Two kids, one's school costs much more than the other

I must be a terrible parent. I have never calculated what I spent on one kid vs. others, and it would never have occurred to me to “make it up” to the kid whose rearing cost less than others by buying a car or handing him/her a check for 100K.

Our families resources are just that- the family’s. As the parents we tried to make good decisions about how to use those resources. The kid who opted to play in the backyard instead of taking karate didn’t get a more lavish 8 year old birthday party, and the kid who did a semester abroad (which cost less than staying at the home university) didn’t get a “rebate check” to spend lounging in pubs or buying stuff. We set budgets, we did our best to encourage “self help” when feasible, we applauded each and every part-time job as a good way to build skills and cash as long as it didn’t interfere with the “main event” i.e. college.

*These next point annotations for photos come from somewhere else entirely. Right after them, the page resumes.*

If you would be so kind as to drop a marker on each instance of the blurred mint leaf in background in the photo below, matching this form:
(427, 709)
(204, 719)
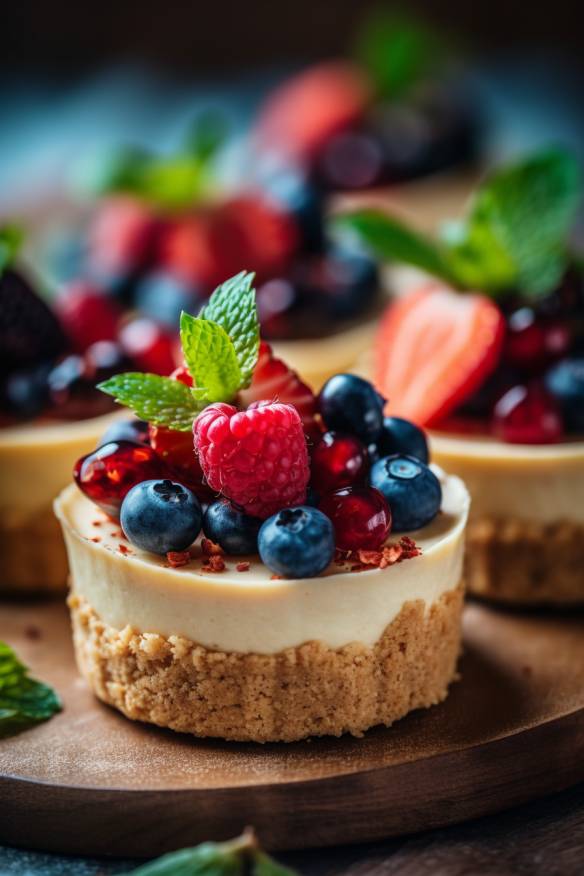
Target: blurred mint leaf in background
(24, 702)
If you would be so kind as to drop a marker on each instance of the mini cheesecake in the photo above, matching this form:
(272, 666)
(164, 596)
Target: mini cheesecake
(526, 529)
(244, 655)
(35, 464)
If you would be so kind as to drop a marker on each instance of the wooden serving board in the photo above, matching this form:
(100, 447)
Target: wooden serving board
(91, 782)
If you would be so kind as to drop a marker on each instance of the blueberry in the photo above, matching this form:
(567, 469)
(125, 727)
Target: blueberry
(400, 436)
(162, 296)
(27, 391)
(126, 430)
(234, 531)
(565, 381)
(297, 542)
(412, 490)
(348, 403)
(161, 516)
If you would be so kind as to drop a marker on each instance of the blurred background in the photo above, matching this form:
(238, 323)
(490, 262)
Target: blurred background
(75, 78)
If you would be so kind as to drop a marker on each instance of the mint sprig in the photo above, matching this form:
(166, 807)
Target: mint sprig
(514, 236)
(10, 241)
(220, 350)
(238, 857)
(24, 702)
(233, 307)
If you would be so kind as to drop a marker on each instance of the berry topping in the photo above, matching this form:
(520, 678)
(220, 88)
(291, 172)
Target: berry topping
(527, 415)
(178, 454)
(273, 379)
(348, 403)
(360, 515)
(234, 531)
(302, 114)
(87, 315)
(565, 381)
(338, 460)
(149, 345)
(107, 474)
(161, 516)
(126, 430)
(411, 488)
(434, 348)
(257, 458)
(297, 542)
(29, 331)
(400, 436)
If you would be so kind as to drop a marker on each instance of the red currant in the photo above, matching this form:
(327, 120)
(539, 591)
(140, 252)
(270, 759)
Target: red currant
(338, 460)
(527, 415)
(360, 515)
(177, 451)
(107, 474)
(149, 345)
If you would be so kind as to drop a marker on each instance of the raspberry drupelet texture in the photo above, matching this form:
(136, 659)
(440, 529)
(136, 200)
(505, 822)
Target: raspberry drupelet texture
(257, 457)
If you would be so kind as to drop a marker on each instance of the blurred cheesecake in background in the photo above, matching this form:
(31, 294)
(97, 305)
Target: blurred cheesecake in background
(489, 355)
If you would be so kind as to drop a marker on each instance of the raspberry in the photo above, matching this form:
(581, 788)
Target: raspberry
(257, 458)
(274, 380)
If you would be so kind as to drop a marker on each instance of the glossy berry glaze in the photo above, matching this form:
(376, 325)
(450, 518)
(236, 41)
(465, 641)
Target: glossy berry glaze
(360, 515)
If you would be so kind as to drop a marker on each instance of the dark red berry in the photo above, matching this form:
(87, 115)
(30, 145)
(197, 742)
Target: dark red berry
(527, 415)
(107, 474)
(177, 451)
(360, 515)
(149, 345)
(338, 460)
(533, 343)
(87, 315)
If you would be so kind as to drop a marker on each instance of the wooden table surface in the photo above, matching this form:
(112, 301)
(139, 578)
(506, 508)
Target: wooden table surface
(545, 838)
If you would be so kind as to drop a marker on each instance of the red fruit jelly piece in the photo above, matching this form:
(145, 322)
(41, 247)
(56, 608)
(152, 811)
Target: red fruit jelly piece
(177, 451)
(338, 460)
(107, 474)
(360, 515)
(527, 415)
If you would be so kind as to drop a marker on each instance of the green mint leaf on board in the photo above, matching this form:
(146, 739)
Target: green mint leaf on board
(10, 240)
(398, 52)
(232, 305)
(526, 210)
(24, 702)
(390, 239)
(237, 857)
(210, 356)
(159, 400)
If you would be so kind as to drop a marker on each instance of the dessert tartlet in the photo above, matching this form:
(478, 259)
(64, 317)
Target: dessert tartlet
(503, 387)
(323, 595)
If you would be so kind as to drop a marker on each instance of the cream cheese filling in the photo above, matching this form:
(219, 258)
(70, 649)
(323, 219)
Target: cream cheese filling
(536, 483)
(250, 612)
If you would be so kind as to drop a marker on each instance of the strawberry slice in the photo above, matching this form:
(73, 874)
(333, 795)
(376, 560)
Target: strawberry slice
(435, 347)
(301, 115)
(273, 380)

Now that they are all launched, we respect their autonomy and are ever-so-grateful when they want to treat us to dinner or pick up the check when we visit them, but we don’t expect their love and respect for us to be predicated on what we spent on them vs. their siblings.

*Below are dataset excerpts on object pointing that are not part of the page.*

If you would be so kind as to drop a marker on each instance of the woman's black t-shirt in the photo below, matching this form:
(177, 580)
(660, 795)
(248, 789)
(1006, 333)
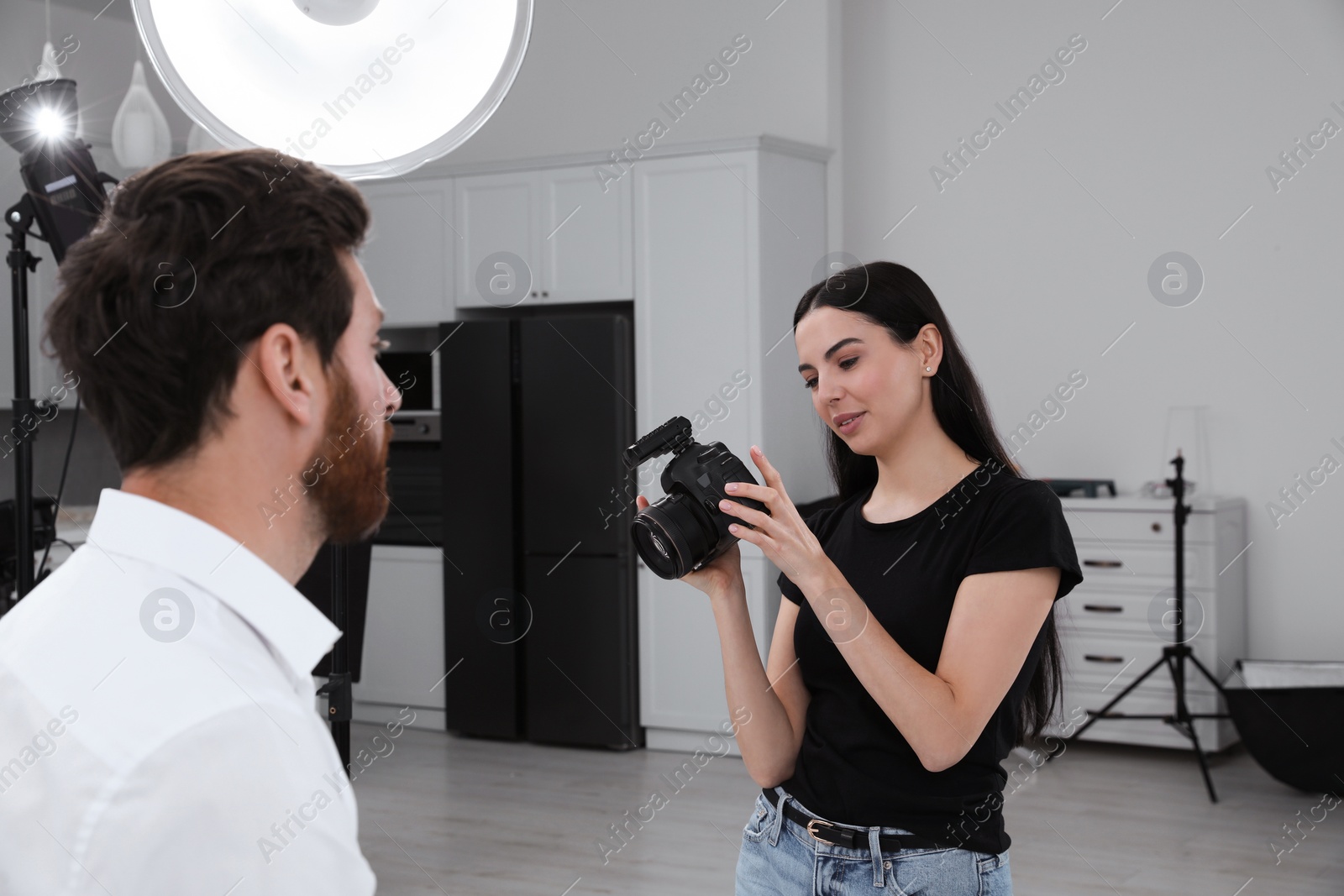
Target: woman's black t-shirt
(855, 768)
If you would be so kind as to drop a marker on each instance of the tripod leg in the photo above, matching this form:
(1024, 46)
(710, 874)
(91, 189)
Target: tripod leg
(1200, 752)
(1116, 699)
(1207, 673)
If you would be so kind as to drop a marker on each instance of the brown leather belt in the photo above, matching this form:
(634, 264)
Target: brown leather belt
(850, 837)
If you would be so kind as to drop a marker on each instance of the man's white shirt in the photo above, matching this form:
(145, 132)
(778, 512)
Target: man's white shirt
(158, 726)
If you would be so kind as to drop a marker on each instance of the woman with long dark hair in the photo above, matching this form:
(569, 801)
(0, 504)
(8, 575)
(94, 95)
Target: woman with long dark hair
(916, 644)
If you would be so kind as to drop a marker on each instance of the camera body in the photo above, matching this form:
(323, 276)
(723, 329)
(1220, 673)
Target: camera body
(685, 530)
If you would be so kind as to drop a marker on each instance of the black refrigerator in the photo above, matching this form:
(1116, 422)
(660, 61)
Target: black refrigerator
(539, 571)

And we have one “special situation” and are touched and gratified beyond words when we see the siblings (and cousins- first and second) step up to the plate. They help each other because they love each other and want to do it, not because there is some bookkeeper in heaven keeping track of who spent what and who got what and who saved someone oodles of dough.

The fact that some schools are worth “full pay” and others not, as Mom2and puts it- of course. That’s a given. I had no trouble telling a 13 year old that the designer jeans she wanted weren’t “worth” an extra $60 bucks vs. the ones from Old Navy, and had no trouble telling an 18 year old that certain private U’s engineering program was inferior (both value and quality) to that of many public U’s where he could get admitted.

But I see “value” as a completely different exercise than trying to keep things monetarily equal.